Das tolle Herbstfest, der Martins-Umzug und (gar nicht mehr so weit hin) die stimmungsvolle Weihnachtsfeier – all dies soll es in den Soester Kitas auch in diesem Jahr geben. Doch diesmal fast immer ohne Eltern und Großeltern. Der Betrieb in den Tagesstätten – so ergab eine Anzeiger-Umfrage – läuft nahezu wie gewohnt. Und trotzdem ist wegen Corona in diesem Herbst vieles anders.

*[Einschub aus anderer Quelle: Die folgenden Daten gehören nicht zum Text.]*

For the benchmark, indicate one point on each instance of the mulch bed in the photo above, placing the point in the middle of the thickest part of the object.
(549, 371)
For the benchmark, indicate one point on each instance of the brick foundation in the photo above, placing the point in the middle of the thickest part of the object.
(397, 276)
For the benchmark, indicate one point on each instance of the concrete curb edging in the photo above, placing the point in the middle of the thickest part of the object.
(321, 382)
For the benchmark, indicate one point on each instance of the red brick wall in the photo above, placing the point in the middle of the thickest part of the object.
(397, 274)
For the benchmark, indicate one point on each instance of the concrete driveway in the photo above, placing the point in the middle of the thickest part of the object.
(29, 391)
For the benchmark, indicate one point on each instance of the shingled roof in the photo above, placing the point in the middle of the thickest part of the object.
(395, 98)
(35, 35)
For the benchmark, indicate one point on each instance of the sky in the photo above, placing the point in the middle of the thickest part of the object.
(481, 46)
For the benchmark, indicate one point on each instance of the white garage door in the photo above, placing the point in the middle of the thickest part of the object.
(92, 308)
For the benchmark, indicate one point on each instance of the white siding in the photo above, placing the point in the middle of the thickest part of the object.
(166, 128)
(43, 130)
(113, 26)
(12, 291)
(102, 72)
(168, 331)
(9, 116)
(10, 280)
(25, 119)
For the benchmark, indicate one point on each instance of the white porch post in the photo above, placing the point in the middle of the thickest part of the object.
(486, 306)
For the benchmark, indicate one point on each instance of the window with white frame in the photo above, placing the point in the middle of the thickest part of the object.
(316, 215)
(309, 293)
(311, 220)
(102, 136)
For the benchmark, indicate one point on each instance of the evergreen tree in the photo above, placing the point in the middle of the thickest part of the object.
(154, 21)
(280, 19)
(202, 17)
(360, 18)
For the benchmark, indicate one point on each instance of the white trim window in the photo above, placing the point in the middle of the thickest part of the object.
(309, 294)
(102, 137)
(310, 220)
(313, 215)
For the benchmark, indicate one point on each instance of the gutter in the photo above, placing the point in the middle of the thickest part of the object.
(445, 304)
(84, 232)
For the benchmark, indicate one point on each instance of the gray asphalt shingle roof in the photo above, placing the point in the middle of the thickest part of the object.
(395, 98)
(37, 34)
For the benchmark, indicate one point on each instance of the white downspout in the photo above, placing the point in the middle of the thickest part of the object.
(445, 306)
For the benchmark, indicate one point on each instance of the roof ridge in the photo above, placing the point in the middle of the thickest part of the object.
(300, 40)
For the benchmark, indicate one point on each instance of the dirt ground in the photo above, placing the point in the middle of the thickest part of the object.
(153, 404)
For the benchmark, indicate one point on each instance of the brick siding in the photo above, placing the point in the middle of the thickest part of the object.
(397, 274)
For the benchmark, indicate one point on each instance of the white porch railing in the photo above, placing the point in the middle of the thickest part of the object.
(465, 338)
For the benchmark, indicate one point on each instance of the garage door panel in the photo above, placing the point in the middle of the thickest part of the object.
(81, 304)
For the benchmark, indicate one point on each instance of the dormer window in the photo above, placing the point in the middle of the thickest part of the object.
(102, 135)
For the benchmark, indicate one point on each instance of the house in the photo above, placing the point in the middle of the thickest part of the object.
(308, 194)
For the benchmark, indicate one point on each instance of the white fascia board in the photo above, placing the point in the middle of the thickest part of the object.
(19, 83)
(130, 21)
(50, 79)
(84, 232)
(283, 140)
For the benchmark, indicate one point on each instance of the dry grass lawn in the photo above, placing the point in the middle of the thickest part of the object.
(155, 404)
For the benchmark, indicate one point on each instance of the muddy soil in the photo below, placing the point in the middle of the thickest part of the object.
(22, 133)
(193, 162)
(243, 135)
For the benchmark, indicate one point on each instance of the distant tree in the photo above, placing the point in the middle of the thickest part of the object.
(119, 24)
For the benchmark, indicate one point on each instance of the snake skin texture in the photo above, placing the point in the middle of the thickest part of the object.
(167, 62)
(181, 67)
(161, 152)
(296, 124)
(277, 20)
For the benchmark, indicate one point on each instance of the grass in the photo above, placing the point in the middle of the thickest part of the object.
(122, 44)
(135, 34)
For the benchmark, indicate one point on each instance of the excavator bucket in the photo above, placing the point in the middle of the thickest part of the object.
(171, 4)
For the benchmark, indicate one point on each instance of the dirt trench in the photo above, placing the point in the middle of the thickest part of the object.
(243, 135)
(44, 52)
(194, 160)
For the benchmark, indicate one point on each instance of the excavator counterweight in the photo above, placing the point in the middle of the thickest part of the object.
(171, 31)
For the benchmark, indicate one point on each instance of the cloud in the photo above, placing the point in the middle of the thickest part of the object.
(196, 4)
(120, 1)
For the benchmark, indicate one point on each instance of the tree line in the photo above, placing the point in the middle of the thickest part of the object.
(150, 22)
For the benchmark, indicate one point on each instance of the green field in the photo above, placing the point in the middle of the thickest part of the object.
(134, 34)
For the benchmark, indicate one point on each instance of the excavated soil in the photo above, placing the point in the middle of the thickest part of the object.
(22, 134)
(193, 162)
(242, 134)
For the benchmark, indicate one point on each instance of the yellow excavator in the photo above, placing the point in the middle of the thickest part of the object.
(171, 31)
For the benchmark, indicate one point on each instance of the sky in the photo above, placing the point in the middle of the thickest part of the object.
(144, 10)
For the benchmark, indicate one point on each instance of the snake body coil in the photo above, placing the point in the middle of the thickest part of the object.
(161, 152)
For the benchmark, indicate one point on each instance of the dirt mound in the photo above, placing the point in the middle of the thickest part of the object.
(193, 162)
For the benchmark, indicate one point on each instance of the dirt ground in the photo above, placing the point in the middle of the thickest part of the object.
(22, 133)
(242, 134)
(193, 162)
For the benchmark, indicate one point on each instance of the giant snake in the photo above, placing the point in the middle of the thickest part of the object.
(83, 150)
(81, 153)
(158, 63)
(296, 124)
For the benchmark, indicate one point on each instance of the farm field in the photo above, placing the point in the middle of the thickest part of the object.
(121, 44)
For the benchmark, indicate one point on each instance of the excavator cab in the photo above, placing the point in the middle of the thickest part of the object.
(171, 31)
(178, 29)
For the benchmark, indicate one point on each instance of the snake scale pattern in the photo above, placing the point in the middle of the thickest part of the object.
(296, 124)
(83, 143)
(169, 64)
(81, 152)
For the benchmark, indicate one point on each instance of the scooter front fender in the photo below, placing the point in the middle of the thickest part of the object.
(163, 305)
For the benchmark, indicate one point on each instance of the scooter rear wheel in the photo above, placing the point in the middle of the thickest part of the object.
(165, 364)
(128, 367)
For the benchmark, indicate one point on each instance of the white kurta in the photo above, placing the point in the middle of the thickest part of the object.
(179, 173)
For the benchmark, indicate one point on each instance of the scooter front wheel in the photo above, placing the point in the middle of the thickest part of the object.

Soest – „Erst diese Woche haben wir einen Elternbrief verschickt und uns dafür bedankt, wie verantwortungsvoll das alles hier läuft“, sagt Beate Dierks, die Leiterin der Sonnenborg-Kita (Auf der Borg). Für die Kinder sei der Alltag okay, sie stellten sich ohnehin immer sehr schnell auf Neues ein. Und wenn mehr denn je mit Desinfektions-Mitteln Tische, Stühle, Türklinken abgewischt werden, bemerken die Kleinen nur: „Hier stinkt’s!“

Wenn die Mädchen und Jungen gebracht und abgeholt werden, ist an der Türschwelle Stop für die Eltern. Die Kita richtet auch kein Frühstück mehr aus, jede(r) bringt eine Box mit Brot und Obst mit, „aber bitte keine Süßigkeiten“, so die Bitte der Erzieherinnen.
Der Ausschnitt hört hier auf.